Öyleyse “Allahû Tealâ gâfurdur." diyor. Mağfiret edendir. Ne zaman geçiyor bu mağfiret müessesesi; ne zaman Allah'a ulaşmayı dileyen kişi 14. basamağa ulaşıp mürşidine tâbî olursa, Allah onun günahlarını mağfiret eder. Yani günahlarını sevaba çevirir. Ondan evvel ne yapıyor? Allah'a ulaşmayı dilediği an günahlarını örtüyor ki, o kişiyi cennete ulaştırsın. Rûm-31’e bakıyoruz:

30/RÛM-31: Munîbîne ileyhi vettekûhu ve ekîmûs salâte ve lâ tekûnû minel muşrikîn(muşrikîne).
O’na (Allah’a) yönelin (Allah’a ulaşmayı dileyin) ve O'na karşı takva sahibi olun. Ve namazı ikame edin (namaz kılın). Ve (böylece) müşriklerden olmayın.


"Allah’a  (O’na) yönelin yani O’na (Allah’a) ulaşmayı dileyin ve takva sahibi olun. Ve O’na karşı (Allah’a karşı)  takva sahibi olun. Ve namazı ikame edin (namaz kılın). Ve (böylece) müşriklerden olmayın."

Rûm-32:

30/RÛM-32: Minellezîne ferrakû dînehum ve kânû şiyean, kullu hızbin bimâ ledeyhim ferihûn(ferihûne).
(O müşriklerden olmayın ki) onlar, dînlerinde fırkalara ayrıldılar ve grup grup oldular. Bütün gruplar, kendilerinde olanla ferahlanırlar.

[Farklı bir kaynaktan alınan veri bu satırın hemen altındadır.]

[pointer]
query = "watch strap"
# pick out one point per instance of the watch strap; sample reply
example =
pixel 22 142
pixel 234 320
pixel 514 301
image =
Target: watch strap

minellezîne ferrakû dînehum ve kânû şiyeâ (şiyean): O müşriklerden olmayın ki onlar, dînlerinde fırkalara ayrılmışlardır ve grup grup (hizip hizip) olmuşlardır. Hizipler oluşturmuşlardır.
kullu hızbin bimâ ledeyhim ferihûn (ferihûne): Herbir hizip, kendi elindekiyle ferahlanır. İşte onlar müşriklerdir.
Kim bunlar? Allah'a ulaşmayı dilemeyenler.

Bakara-186:

2/BAKARA-186: Ve izâ seeleke ıbâdî annî fe innî karîb(karîbun) ucîbu da’veted dâi izâ deâni, felyestecîbû lî velyu’minû bî leallehum yerşudûn(yerşudûne).
Ve kullarım sana, Benden sorduğu zaman, muhakkak ki Ben, (onlara) yakınım. Bana dua edilince, dua edenin duasına (davetine) icabet ederim. O halde onlar da Bana (Benim davetime) icabet etsinler ve Bana âmenû olsunlar (Bana ulaşmayı dilesinler). Umulur ki böylece onlar irşada ulaşırlar (irşad olurlar).


ve izâ seeleke ıbâdî annî fe innî karîb (karîbun): Eğer kullarım Beni senden sual ederlerse, o zaman onlara de ki, Ben, onlara yakınım.
ucîbu da’veted dâi izâ deâni: Bana dua edenin davetine icabet ederim.
fel yestecîbû li: Ama eğer onlar Benim davetime icabet ederlerse.
vel yu’minû bî: Ve bu davetin gereği olarak âmenû olurlarsa (Allah'a ulaşmayı dilerlerse).
leallehum yerşudûn (yerşudûne): Umulur ki onlar hidayete (rüşde) ererler. İrşada ulaşırlar.

Öyleyse buradaki durum “Dua edildiği zaman duaya icabet ederim ama onlar da Bana (Allah’a) ulaşmayı dileyip de davete icabet ederim." diyor.

Öyleyse Allah'a ulaşmayı dilemeyen bir insanın mü’min olmadığı için duasına icabet edilmez. Allahû Tealâ “Mü’minlerin duasına icabet ederim." diyor.

Kimdir mü’minler? Âmenû olanlar. 7 safhada mü’min olma müessesesi.

* Âmenû olmak 1. safha.
* Mürşide ulaşmak 2.safha.
* Ruhu Allah’a ulaştırmak 3. safha.
* Fizik vücudu, nefsi teslim etmek 4., 5. safhalar.
* İrşada ulaşmak 6. safha.
* İradeyi Allah’a teslim etmek 7. safha.

7 safhada bir, daha üst daha üst mü’min olma müessesesi var. Ve mü’min olmak, Allah'a ulaşmayı dilemezse hiç kimseye nasip olmaz.